La Cour rappelle enfin que l’épuisement des voies de recours internes s’apprécie, sauf exceptions, à la date d’introduction de la requête devant la Cour et que le recours de l’article L 781-1 n’a acquis un degré de certitude juridique suffisant, pour pouvoir et devoir être utilisé aux fins du même article 35 § 1 de la Convention, qu’à compter du 20 septembre 1999 (voir notamment la décision Giummarra et Plouzeau c. France, no 61166/00, 12.6.2001). Or, en l’espèce, elle note que la requête a été introduite le 2 août 1999.
Partant, l’exception de non-épuisement soulevée par le Gouvernement ne saurait être retenue.

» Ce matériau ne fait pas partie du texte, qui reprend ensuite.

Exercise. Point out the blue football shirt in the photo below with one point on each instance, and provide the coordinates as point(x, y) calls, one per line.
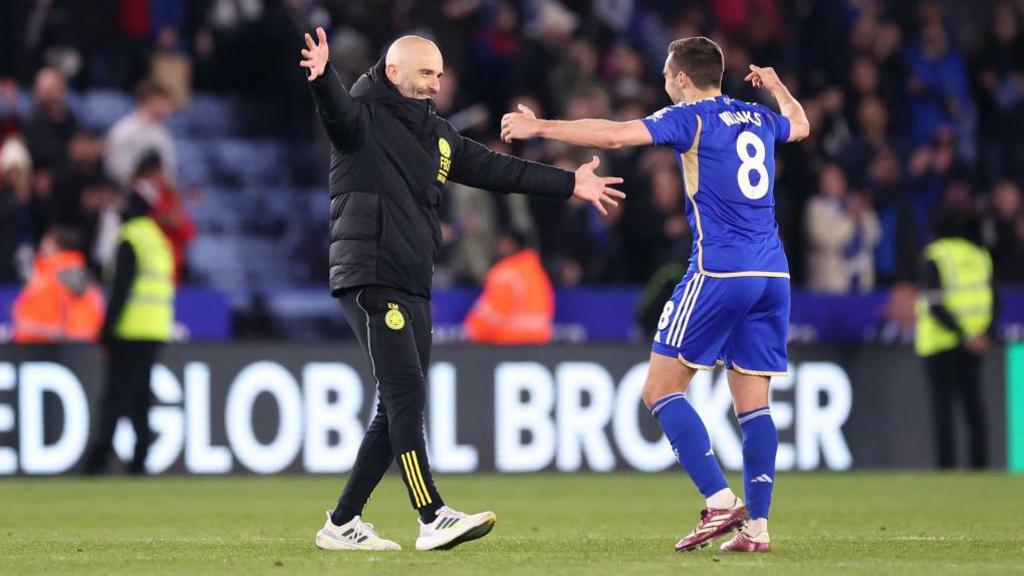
point(726, 150)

B.Sur le bien-fondé du grief
Le Gouvernement estime, à titre subsidiaire, que le grief tiré de la durée de la procédure est mal fondé. Il ne conteste pas le point de départ de la procédure, à savoir le 8 janvier 1992, date du dépôt de plainte devant le procureur de la République, et constate que cette procédure a pris fin le 1er juillet 1999, date de l’arrêt rendu par la cour d’appel de Versailles. Il justifie cette durée par des ralentissements de la procédure durant les années 1995-1996.

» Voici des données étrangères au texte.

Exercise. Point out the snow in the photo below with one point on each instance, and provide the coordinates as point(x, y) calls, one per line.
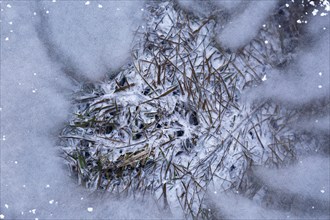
point(30, 122)
point(42, 42)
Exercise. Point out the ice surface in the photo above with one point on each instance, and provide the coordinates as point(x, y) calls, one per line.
point(41, 42)
point(94, 38)
point(35, 102)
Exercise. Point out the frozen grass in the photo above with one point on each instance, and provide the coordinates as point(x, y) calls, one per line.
point(172, 123)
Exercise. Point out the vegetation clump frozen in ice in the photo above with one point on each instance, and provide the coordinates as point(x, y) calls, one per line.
point(173, 123)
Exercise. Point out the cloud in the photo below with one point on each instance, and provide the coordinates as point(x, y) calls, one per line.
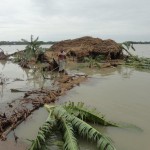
point(64, 19)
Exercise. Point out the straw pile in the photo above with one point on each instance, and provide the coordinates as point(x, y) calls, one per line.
point(86, 46)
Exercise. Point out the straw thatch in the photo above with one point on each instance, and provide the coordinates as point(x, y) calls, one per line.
point(86, 46)
point(2, 55)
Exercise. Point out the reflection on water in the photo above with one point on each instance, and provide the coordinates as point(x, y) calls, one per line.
point(123, 96)
point(29, 80)
point(121, 93)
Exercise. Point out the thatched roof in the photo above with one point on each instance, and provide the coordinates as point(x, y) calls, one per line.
point(86, 45)
point(2, 55)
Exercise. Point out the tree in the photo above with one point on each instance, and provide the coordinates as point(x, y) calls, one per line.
point(71, 119)
point(33, 48)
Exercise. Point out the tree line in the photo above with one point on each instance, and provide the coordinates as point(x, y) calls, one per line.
point(23, 42)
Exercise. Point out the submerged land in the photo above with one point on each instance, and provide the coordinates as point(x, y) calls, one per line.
point(93, 52)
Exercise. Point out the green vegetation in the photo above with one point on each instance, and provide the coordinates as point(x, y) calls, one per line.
point(23, 42)
point(70, 120)
point(135, 61)
point(94, 61)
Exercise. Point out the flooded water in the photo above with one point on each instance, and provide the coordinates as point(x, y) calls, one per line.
point(121, 94)
point(9, 49)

Le Gouvernement reconnaît toutefois que la Cour a conclu au bien-fondé du grief tenant à la violation de l’article 6 § 1 de la Convention dans l’affaire Selmouni (arrêt précité, § 118) et entend s’en remettre à la sagesse de celle-ci sur ce point.

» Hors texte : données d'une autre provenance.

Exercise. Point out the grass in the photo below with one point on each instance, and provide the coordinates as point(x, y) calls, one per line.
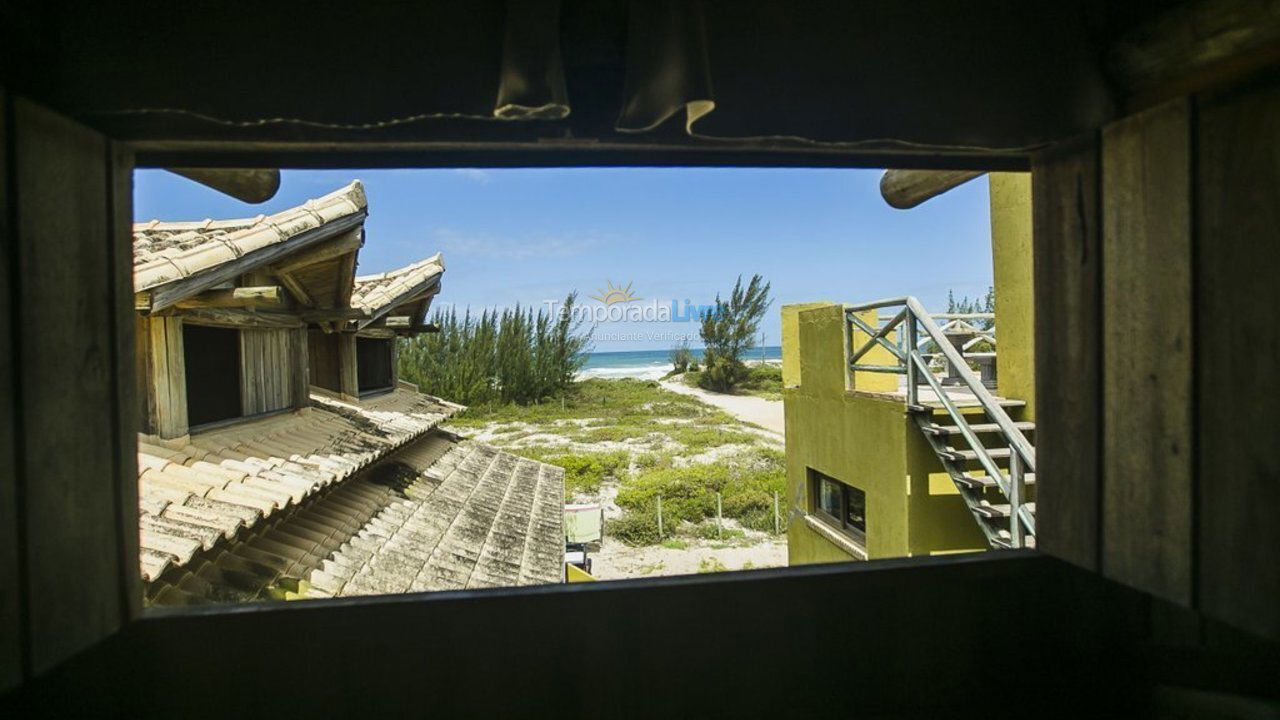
point(661, 429)
point(763, 381)
point(746, 482)
point(620, 402)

Il relève toutefois que la cour d’appel de Versailles, dans son arrêt du 1er juillet 1999, a tenu compte du délai excessif de la procédure en relevant « la longueur de l’enquête et de l’instruction et les obstacles de tous ordres que [le requérant] a dû surmonter ». Le Gouvernement soutient que la cour d’appel a inclus le préjudice subi du fait de la durée de la procédure dans la somme allouée au titre des frais et dépens.
Le requérant considère que la cour d’appel de Versailles n’a fait, à aucun moment, mention de la durée de la procédure et que, à supposer qu’elle ait pris en compte cette durée, il s’agissait de fixer les frais de procédure et non le montant d’une réparation du préjudice subi de par la violation de l’article 6 § 1 de la Convention.
La Cour constate que la procédure, qui a débuté le 8 janvier 1992 (date du dépôt de plainte auprès du procureur de la République) et s’est terminée le 1er juillet 1999 (date de l’arrêt rendu par la cour d’appel de Versailles), a duré plus de sept ans et presque six mois.
La Cour estime, à la lumière des critères dégagés par la jurisprudence des organes de la Convention en matière de « délai raisonnable » (complexité de l’affaire, comportement du requérant et des autorités compétentes), et compte tenu de l’ensemble des éléments en sa possession, que ce grief doit faire l’objet d’un examen au fond.
Par ces motifs, la Cour, à l’unanimité,
Déclare la requête recevable, tous moyens de fond réservés.